2 Comments Add yours

  1. Denise says:

    I get such in insight in your life and your mind after reading The Blizzard! Something gotta change!

    Liked by 1 person

  2. Mandy says:

    Bravo! I wish people would talk more about the social contract that we used to be able to rely on and that was often mentioned when talking about social issues.

    I had a modest student loan of $40,000 when I was around 40 years old and I’m still paying on it and I didn’t even get a degree, but I went to vocational school as a single parent. Unfortunately the profession of court reporting isn’t what it used to be and I’m no longer in it but that’s another story.

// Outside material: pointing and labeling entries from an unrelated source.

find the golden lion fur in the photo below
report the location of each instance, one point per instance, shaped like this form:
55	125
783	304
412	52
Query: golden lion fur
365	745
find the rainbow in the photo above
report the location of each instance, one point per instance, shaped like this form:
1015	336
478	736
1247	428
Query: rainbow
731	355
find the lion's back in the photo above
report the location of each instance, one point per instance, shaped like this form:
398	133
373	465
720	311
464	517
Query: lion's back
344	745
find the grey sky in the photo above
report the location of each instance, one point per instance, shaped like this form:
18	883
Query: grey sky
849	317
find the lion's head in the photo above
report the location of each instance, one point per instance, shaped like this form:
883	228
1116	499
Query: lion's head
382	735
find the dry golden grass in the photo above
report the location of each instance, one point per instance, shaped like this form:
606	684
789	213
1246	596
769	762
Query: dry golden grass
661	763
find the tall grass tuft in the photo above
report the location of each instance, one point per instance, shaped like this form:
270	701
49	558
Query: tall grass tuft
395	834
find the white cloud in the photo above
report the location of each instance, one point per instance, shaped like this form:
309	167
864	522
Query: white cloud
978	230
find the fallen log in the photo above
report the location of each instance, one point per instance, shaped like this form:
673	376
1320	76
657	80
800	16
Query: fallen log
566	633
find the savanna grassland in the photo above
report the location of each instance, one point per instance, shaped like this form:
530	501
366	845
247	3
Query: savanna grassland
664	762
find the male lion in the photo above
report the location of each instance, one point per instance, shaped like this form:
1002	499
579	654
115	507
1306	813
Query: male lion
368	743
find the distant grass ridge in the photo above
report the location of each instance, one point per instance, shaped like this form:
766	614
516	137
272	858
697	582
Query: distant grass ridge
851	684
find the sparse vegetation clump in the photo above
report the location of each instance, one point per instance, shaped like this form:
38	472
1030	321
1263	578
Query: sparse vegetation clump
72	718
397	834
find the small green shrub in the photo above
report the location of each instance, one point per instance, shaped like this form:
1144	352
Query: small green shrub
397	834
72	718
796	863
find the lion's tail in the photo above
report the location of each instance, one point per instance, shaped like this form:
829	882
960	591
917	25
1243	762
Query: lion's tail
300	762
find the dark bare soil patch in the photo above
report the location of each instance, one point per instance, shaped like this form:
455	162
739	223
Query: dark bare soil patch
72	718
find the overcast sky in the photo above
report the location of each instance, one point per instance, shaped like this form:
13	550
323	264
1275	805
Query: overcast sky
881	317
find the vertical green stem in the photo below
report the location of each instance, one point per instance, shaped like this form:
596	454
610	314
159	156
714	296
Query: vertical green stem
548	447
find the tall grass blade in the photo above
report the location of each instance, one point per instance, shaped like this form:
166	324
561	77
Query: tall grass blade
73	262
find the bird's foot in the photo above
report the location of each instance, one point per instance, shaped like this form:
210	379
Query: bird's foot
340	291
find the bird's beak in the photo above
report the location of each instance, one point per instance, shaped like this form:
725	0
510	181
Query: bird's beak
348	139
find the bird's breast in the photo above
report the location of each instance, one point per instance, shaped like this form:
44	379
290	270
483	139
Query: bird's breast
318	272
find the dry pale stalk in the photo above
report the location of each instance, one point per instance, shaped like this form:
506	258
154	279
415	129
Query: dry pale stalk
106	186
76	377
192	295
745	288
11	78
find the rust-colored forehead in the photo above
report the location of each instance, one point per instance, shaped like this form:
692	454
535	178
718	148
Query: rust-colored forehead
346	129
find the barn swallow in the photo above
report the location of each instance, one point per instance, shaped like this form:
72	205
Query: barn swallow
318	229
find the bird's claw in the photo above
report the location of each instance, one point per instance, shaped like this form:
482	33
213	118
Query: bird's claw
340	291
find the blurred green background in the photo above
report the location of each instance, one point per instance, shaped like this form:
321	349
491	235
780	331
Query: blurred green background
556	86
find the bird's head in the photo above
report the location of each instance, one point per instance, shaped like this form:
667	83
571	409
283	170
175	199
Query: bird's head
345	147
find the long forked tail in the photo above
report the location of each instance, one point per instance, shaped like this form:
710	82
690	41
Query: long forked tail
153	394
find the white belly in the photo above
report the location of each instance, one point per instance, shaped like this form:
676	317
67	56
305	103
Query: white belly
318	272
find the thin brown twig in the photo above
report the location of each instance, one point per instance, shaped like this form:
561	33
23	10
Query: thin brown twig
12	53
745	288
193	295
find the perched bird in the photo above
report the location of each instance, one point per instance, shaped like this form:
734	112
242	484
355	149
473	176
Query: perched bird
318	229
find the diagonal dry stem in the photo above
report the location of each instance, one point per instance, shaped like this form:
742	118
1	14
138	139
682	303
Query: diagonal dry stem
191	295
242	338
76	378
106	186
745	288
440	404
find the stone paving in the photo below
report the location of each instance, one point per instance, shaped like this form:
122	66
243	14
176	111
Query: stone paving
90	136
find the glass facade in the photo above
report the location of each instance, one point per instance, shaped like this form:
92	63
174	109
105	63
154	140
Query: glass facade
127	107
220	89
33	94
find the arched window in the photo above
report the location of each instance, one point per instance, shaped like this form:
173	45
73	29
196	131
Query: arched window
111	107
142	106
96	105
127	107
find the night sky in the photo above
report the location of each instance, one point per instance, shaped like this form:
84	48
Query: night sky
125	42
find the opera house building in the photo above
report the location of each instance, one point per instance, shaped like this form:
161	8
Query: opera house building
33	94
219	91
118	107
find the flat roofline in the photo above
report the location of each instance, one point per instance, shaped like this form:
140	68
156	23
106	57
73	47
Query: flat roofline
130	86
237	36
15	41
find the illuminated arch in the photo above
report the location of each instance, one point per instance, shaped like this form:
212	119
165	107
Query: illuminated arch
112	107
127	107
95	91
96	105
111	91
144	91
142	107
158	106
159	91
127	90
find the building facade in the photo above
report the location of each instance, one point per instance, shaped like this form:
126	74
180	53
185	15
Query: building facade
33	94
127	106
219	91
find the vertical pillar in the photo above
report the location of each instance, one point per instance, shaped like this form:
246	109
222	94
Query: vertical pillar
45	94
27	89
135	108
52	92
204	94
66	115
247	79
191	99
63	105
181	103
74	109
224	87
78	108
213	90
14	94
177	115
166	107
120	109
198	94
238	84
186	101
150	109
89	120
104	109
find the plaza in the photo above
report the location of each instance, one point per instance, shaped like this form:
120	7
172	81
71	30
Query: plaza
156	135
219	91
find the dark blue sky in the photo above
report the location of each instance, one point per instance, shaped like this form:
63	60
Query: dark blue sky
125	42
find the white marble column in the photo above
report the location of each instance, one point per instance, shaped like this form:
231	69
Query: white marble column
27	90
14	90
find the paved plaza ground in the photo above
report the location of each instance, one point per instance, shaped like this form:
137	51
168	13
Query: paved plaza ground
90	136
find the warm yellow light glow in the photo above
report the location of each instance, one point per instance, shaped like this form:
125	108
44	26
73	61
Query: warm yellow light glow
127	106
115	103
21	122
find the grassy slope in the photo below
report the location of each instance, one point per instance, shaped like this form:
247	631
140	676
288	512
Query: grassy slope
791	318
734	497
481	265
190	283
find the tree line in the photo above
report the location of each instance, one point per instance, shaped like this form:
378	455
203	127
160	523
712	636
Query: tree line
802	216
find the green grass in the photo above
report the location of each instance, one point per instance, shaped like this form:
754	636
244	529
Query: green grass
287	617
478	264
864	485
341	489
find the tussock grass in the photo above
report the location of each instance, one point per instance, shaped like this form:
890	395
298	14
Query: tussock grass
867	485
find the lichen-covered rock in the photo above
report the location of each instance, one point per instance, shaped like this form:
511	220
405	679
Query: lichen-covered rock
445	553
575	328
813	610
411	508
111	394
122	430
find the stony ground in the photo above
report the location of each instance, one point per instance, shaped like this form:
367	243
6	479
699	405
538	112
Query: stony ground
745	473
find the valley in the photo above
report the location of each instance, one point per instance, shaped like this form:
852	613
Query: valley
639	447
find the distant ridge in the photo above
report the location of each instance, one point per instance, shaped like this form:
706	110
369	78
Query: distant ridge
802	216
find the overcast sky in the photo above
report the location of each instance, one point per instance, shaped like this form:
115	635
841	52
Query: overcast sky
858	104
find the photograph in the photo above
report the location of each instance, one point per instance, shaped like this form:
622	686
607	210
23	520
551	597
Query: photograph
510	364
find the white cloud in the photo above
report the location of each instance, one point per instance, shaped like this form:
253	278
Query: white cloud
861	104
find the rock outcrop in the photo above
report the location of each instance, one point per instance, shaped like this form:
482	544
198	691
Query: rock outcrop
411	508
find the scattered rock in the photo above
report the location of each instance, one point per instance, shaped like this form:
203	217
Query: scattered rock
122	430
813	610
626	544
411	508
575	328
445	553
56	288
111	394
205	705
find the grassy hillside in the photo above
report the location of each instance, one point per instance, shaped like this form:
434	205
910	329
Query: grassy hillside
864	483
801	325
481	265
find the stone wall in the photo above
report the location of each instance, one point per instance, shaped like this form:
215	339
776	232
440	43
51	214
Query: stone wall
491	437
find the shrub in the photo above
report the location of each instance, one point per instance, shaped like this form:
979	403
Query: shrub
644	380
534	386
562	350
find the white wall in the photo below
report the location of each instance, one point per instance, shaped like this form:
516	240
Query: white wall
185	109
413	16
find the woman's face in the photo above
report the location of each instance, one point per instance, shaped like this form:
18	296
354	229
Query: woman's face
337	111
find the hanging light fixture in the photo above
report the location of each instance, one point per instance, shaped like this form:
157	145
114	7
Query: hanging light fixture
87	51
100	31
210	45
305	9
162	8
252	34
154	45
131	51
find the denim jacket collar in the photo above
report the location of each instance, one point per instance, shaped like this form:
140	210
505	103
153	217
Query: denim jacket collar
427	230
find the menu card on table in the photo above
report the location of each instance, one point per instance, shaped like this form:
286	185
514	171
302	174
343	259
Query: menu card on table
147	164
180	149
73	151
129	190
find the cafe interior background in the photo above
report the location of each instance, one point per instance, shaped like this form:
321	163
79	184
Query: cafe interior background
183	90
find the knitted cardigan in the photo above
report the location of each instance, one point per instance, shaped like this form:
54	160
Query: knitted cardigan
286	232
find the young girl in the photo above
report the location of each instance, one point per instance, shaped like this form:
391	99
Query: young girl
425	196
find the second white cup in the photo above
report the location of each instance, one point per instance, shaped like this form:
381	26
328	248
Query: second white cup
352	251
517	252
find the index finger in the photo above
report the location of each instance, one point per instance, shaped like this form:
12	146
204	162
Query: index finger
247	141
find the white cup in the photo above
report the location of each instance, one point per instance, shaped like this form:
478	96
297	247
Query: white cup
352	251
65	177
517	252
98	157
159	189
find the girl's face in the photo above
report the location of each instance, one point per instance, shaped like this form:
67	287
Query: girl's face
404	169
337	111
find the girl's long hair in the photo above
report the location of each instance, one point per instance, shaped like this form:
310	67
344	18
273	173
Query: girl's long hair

But I do resent people looking down their nose at me because I don’t have a degree or — and I don’t know which is worse –they assumedI have a degree because (they’re obviously privileged) I’m decently intelligent and professional-looking.

    My son who was 32 years old doesn’t have a degree either and I congratulate him on avoiding the trap and the scam of paying for a university degree which I could not help him do, and in hindsight I’m glad we didn’t fall for that scam, and isn’t that a shameful reality?

    Thank you for this insightful, poignant, funny commentary.